Prediction Risk and Estimation Risk of the Ridgeless Least Squares Estimator under General Assumptions on Regression Errors
This addresses the limitation of unrealistic error assumptions in prior research for statisticians and machine learning practitioners, though it is incremental by extending existing analyses to more general settings.
The paper tackles the problem of analyzing prediction and estimation risks for ridgeless least squares estimators under more general regression error assumptions, such as clustered or serial dependence, and finds that the benefits of overparameterization can extend to time series, panel, and grouped data, with risks summarized through the trace of the error variance-covariance matrix.

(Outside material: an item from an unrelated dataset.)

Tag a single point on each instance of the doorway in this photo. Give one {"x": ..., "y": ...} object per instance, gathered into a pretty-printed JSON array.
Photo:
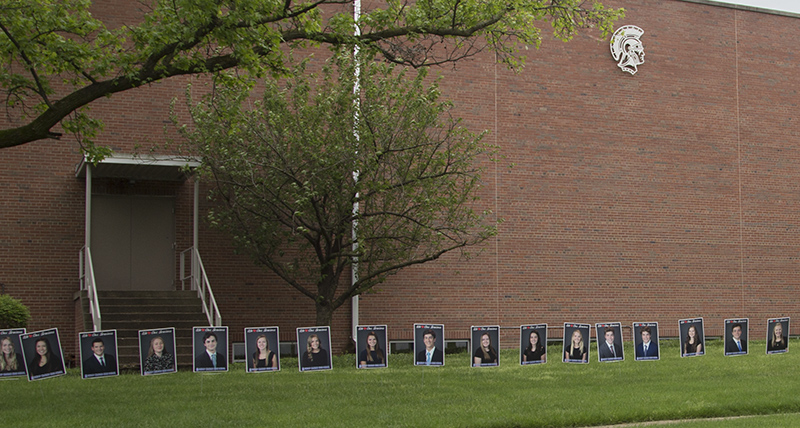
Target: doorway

In recent years, there has been a significant growth in research focusing on minimum $\ell_2$ norm (ridgeless) interpolation least squares estimators. However, the majority of these analyses have been limited to an unrealistic regression error structure, assuming independent and identically distributed errors with zero mean and common variance. In this paper, we explore prediction risk as well as estimation risk under more general regression error assumptions, highlighting the benefits of overparameterization in a more realistic setting that allows for clustered or serial dependence. Notably, we establish that the estimation difficulties associated with the variance components of both risks can be summarized through the trace of the variance-covariance matrix of the regression errors. Our findings suggest that the benefits of overparameterization can extend to time series, panel and grouped data.